Symbolism ~ a really good way to say what you mean without being super obvious.

Since I was a kid, I have been fascinated with hidden meanings. It’s always seemed to me that there is so much MORE to the world if you just take the time to look for it. That could be summed up by the phrase: “The more you know, the more you know you don’t know.” And I both love and hate not knowing things. I suspect that is because I am a human.

When I was 16, one of my teachers was showing us how to analyse TV adverts. He said that the script, the colour schemes, the little pauses in the speech, the font and size of writing, the choice of camera angle, lighting, music, background sounds, the race, age, costumes and face types of the actors had all been designed specifically, methodically and deliberately in order to target the emotions of their purchasing demographic ~ to get their audience to want to buy their product. Now, I realise that in one way, this is a totally fucking obvious thing to say, but at the time, the idea, to me, that so much thought could go into something that taps into people’s minds on a subconscious level was a total revelation. It seemed way more significant than my previous understanding of advertising, which, until that day, went like this: “Here’s a thing!
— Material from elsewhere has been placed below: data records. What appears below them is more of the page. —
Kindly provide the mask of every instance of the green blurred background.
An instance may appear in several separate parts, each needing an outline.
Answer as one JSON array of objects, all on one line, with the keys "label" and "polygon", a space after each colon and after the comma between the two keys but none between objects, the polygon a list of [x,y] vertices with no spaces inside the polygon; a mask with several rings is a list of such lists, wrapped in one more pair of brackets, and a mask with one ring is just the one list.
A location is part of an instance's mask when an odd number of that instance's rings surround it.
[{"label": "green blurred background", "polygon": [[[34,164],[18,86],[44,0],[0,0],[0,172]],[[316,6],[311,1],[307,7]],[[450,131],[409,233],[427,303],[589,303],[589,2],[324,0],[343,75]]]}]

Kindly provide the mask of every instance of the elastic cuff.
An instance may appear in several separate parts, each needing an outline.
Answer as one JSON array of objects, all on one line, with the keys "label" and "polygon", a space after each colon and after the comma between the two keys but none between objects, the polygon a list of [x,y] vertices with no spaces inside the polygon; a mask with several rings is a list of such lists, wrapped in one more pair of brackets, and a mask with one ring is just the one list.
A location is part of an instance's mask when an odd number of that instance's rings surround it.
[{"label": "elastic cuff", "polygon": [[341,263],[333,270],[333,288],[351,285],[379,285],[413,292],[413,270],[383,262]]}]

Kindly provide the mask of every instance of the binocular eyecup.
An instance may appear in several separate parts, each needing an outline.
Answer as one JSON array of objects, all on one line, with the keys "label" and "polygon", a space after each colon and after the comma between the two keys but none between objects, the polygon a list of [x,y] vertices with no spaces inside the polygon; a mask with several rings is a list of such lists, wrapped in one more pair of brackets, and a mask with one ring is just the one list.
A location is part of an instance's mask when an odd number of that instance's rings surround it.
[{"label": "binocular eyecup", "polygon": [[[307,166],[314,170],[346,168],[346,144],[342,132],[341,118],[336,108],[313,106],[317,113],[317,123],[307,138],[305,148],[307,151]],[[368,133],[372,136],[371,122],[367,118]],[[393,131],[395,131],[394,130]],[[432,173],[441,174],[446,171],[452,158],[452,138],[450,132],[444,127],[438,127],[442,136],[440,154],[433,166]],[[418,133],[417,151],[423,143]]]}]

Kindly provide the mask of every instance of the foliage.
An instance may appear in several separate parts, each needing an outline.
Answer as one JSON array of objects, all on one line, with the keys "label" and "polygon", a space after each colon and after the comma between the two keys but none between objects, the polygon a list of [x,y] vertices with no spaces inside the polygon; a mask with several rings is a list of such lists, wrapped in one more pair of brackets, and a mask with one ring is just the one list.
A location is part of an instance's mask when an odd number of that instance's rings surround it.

Buy the thing!” The fact that psychological human truths were being exploited by these companies to say such fucking stupid materialistic bullshit blew my furry little mind. They can affect people on an emotional level very easily. For me, it’s mainly their use of music. That was the day I began to discover what a big, powerful (and terrifying) machine the media really can be. Over the course of the next decade, watching the media affecting people in various ways (6 years ago my TV broke and I haven’t missed it) I had one thought which has surfaced again and again regarding symbolism and its affect on people, namely: “If the media can do it, so can I.”

I will never forget that day at school, or the teacher who helped me to open my mind.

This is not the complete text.